Telehealth is in the midst of a significant growth phase, but you’ll need to avoid these five pitfalls to capitalize on this multibillion-dollar opportunity.
Telehealth and videoconferencing (VC) technologies have been around more than 40 years, but advances in Internet bandwidth and infrastructure combined with lower technology costs have led to an explosion in adoption over the past seven years. Previously, corporate VC users and telehealth users rarely crossed paths, and their systems weren’t integrated. However, in today’s collaborative work environment, these technologies offer several benefits to users and patients.
Research from MarketsandMarkets estimates that the global telehealth market will reach $9.35 billion by 2021 from $2.78 billion in 2016, which translates to a CAGR of 27.5%. Despite showing significant promise for alleviating many of the challenges that healthcare providers face every day, deploying telehealth solutions can introduce its own set of challenges. To mitigate these challenges, developing a comprehensive telehealth strategy is a must. To optimize your success — and recurring revenue streams — selling telehealth solutions and services, avoid the following five pitfalls.

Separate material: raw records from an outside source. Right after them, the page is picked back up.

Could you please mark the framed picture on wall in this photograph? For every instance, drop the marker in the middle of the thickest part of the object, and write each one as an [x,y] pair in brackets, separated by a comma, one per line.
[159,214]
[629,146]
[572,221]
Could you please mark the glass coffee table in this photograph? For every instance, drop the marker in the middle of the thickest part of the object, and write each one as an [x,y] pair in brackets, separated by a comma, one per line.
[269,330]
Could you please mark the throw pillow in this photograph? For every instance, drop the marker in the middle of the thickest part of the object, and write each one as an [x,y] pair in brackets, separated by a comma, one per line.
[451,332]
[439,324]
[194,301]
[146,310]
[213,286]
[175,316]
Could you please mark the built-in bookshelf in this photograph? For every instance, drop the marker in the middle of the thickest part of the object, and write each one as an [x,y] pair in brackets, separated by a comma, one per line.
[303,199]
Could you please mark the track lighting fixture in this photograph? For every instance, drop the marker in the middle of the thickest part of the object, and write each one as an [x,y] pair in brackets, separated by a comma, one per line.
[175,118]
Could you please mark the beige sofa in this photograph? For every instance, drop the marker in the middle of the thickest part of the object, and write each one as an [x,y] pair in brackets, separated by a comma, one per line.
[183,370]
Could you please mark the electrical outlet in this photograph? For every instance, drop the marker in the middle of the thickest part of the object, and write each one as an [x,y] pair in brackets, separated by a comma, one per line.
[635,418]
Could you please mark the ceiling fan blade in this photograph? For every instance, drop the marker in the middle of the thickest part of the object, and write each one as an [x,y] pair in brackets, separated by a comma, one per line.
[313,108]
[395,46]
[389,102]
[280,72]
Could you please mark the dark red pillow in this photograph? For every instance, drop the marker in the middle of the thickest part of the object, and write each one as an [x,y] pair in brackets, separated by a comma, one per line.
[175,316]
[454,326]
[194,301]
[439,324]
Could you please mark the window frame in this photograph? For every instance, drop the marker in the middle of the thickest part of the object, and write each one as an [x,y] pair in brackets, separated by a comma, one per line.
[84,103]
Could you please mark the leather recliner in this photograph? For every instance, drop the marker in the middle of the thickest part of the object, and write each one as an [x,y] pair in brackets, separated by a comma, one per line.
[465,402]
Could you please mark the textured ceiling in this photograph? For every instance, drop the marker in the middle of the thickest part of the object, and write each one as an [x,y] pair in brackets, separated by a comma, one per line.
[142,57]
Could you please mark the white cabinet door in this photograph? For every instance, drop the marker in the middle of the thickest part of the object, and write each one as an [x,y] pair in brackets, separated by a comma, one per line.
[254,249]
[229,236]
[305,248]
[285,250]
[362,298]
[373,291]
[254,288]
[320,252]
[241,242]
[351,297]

Pitfall #1: Not Considering all Major Workflows
Workflows drive healthcare. One of the biggest missteps with implementing telehealth solutions is failing to understand how different departments within a healthcare organization use VC. For instance, the way an ICU uses technology and interacts with patients is much different than the workflow for a caregiver in pediatrics or behavioral health. If you don’t consider workflows and workers are expected to conform to the technology rather than vice versa, systems become more complex to operate, productivity declines, and the systems become underutilized or abandoned.